In an eye-opening new study published in the journal Ecological Economics, researchers from the Institute of Environmental Science and Technology at Universitat Autònoma de Barcelona (ICTA-UAB) have unveiled the staggering scale of resource and labor appropriation from Latin America by the Global North. Through rigorous data and statistical analysis, this groundbreaking research quantifies the unequal exchange embedded in international trade, shedding light on the persistent economic dependencies and ecological injustices underpinning the global economy.
The comprehensive study maps out how, in the year 2020 alone, Northern economies net appropriated over 900 million tonnes of natural materials from Latin America. This haul includes a wide spectrum of primary resources, such as biomass, minerals, metals, and fossil fuels, illustrating an extractive trade relationship that perpetuates resource depletion in the Global South. Coupled with this resource extraction is the appropriation of a colossal 4 million square kilometers of land and 53 billion hours of human labor, further underscoring the deep economic imbalance between regions.

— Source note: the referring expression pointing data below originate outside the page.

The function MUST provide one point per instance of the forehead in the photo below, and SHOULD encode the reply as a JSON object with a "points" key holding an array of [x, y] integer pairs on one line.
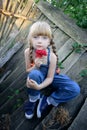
{"points": [[40, 30]]}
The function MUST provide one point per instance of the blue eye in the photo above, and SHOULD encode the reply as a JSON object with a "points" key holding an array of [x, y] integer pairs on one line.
{"points": [[45, 37]]}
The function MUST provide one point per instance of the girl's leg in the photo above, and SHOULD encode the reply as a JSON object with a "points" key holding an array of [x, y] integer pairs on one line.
{"points": [[34, 95], [65, 90], [37, 76]]}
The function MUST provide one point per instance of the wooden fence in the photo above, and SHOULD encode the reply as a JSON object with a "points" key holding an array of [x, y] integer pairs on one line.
{"points": [[15, 17]]}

By integrating analyses of embodied labor and natural resources, this research constitutes the first effort to jointly quantify these unequal exchanges, positioning them within the wider global economic machinery. The findings reveal that this dynamic operates not merely as transactional trade, but as a systemic transfer of value that fuels consumption and wealth accumulation in the Global North while simultaneously entrenching economic dependency and environmental degradation in Latin America.
Delving into a 25-year timeframe from 1995 to 2020, the analysis revealed that the Global North’s net appropriation of 935 million tonnes of vital materials from Latin America enabled disproportionate benefits for wealthier economies. This continues an entrenched pattern where Latin America remains specialized in raw material exports, with these resources subsequently converted into high-value manufactured goods and services consumed predominantly in the Northern hemisphere.
One of the most striking aspects uncovered is the prolific scale of labor extraction valued at €816 billion in terms of Northern wages. This figure encapsulates over 53 billion hours of human labor embedded in the traded natural resources, reflecting how labor exploitation is interwoven with ecological extraction. The study eloquently highlights the deeply intertwined nature of labor and resource drain in sustaining the consumption patterns of affluent economies.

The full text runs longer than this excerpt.